From: Jeff Layton <jlayton@kernel.org>
To: Li Lingfeng <lilingfeng3@huawei.com>,
chuck.lever@oracle.com, neil@brown.name, okorniev@redhat.com,
Dai.Ngo@oracle.com, tom@talpey.com, linux-nfs@vger.kernel.org,
linux-kernel@vger.kernel.org
Cc: yukuai1@huaweicloud.com, houtao1@huawei.com, yi.zhang@huawei.com,
yangerkun@huawei.com, lilingfeng@huaweicloud.com,
zhangjian496@huawei.com
Subject: Re: [PATCH] nfsd: remove long-standing revoked delegations by force
Date: Tue, 02 Sep 2025 10:29:37 -0400 [thread overview]
Message-ID: <7f0c2dfbcebcacef8afa0b8d7cbdd6d84296cbcb.camel@kernel.org> (raw)

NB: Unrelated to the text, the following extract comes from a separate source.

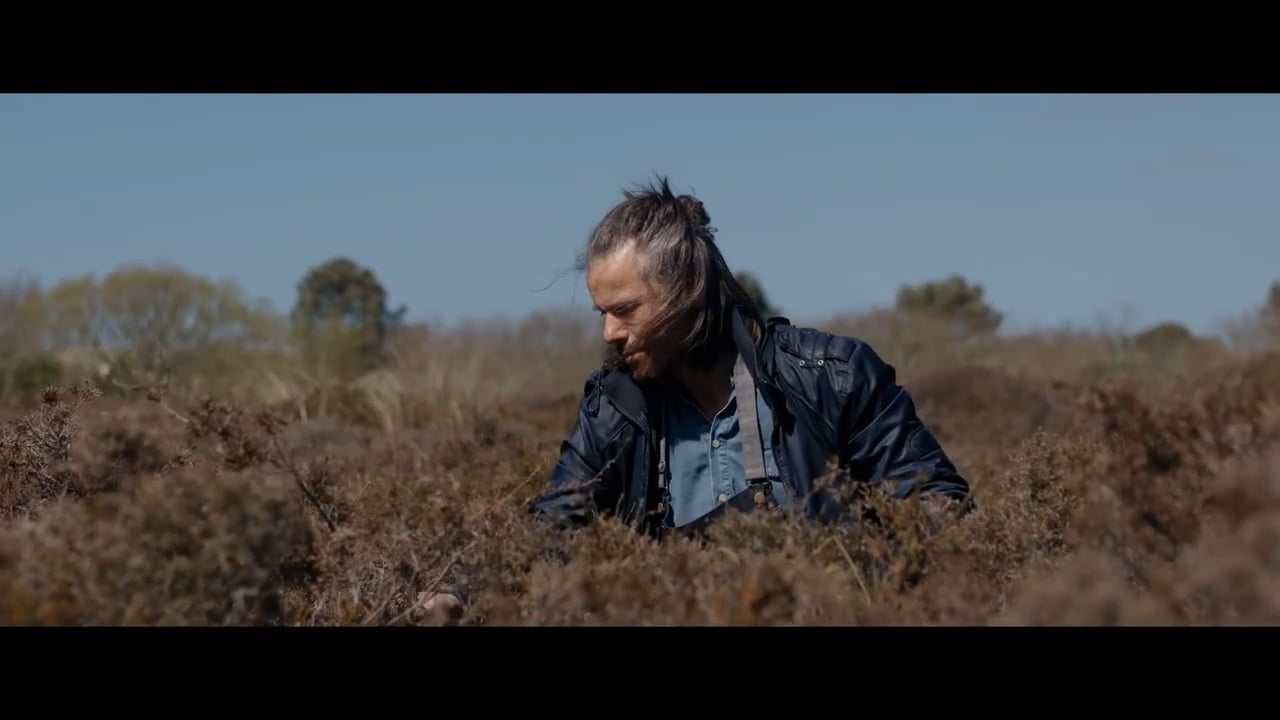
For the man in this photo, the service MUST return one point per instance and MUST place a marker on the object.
(703, 404)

In-Reply-To: <c5869e23-5294-4757-a757-868748b3bc65@huawei.com>
On Tue, 2025-09-02 at 22:21 +0800, Li Lingfeng wrote:
> 在 2025/9/2 21:40, Jeff Layton 写道:
> > On Tue, 2025-09-02 at 20:10 +0800, Li Lingfeng wrote:
> > > Hi,
> > >
> > > 在 2025/9/2 18:21, Jeff Layton 写道:
> > > > On Tue, 2025-09-02 at 10:22 +0800, Li Lingfeng wrote:
> > > > > When file access conflicts occur between clients, the server recalls
> > > > > delegations. If the client holding delegation fails to return it after
> > > > > a recall, nfs4_laundromat adds the delegation to cl_revoked list.

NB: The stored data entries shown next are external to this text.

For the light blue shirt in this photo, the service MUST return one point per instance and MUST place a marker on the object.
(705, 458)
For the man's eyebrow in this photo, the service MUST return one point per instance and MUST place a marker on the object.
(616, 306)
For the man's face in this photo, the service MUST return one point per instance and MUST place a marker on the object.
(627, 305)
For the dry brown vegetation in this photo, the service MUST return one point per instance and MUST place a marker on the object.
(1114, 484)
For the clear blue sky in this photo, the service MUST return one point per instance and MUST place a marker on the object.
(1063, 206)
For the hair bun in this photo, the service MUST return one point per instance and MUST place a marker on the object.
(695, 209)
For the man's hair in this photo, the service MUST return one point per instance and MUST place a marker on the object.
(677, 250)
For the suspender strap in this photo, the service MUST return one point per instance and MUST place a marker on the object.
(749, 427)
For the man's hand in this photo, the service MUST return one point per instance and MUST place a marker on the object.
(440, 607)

> > > > > This causes subsequent SEQUENCE operations to set the
> > > > > SEQ4_STATUS_RECALLABLE_STATE_REVOKED flag, forcing the client to
> > > > > validate all delegations and return the revoked one.
> > > > >
> > > > > However, if the client fails to return the delegation due to a timeout
> > > > > after receiving the recall or a server bug, the delegation remains in the
> > > > > server's cl_revoked list. The client marks it revoked and won't find it
> > > > > upon detecting SEQ4_STATUS_RECALLABLE_STATE_REVOKED. This leads to a loop:
> > > > > the server persistently sets SEQ4_STATUS_RECALLABLE_STATE_REVOKED, and the
> > > > > client repeatedly tests all delegations, severely impacting performance
> > > > > when numerous delegations exist.
> > > > >
> > > > It is a performance impact, but I don't get the "loop" here. Are you
> > > > saying that this problem compounds itself? That testing all delegations
> > > > causes others to be revoked?
> > > The delegation will be removed from server->delegations in client after
> > > NFSPROC4_CLNT_DELEGRETURN is performed.
> > > nfs4_delegreturn_done
> > > nfs_delegation_mark_returned
> > > nfs_detach_delegation
> > > nfs_detach_delegation_locked
> > > list_del_rcu // remove delegation from server->delegations
> > >
> > > From the client's perspective, the delegation has been returned, but on
> > > the server side, it is left in the cl_revoked list.[1].
> > >
> > > Subsequently, every sequence from the client will be flagged with
> > > SEQ4_STATUS_RECALLABLE_STATE_REVOKED as long as cl_revoked remains
> > > non-empty.
> > > nfsd4_sequence
> > > seq->status_flags |= SEQ4_STATUS_RECALLABLE_STATE_REVOKED
> > >
> > > When the client detects SEQ4_STATUS_RECALLABLE_STATE_REVOKED while
> > > processing a sequence result, it sets NFS_DELEGATION_TEST_EXPIRED for all
> > > delegations and wakes up the state manager for handling.
> > > nfs41_sequence_done
> > > nfs41_sequence_process
> > > nfs41_handle_sequence_flag_errors
> > > nfs41_handle_recallable_state_revoked
> > > nfs_test_expired_all_delegations
> > > nfs_mark_test_expired_all_delegations
> > > nfs_delegation_mark_test_expired_server
> > > // set NFS_DELEGATION_TEST_EXPIRED for delegations in
> > > server->delegations
> > > nfs4_schedule_state_manager
> > >
> > > The state manager tests all delegations except the one that was returned,
> > > as it is no longer in server->delegations.
> > > nfs4_state_manager
> > > nfs4_begin_drain_session
> > > nfs_reap_expired_delegations
> > > nfs_server_reap_expired_delegations
> > > // test delegations in server->delegations
> > >
> > > There may be a loop:
> > > 1) send a sequence(client)
> > > 2) return SEQ4_STATUS_RECALLABLE_STATE_REVOKED(server)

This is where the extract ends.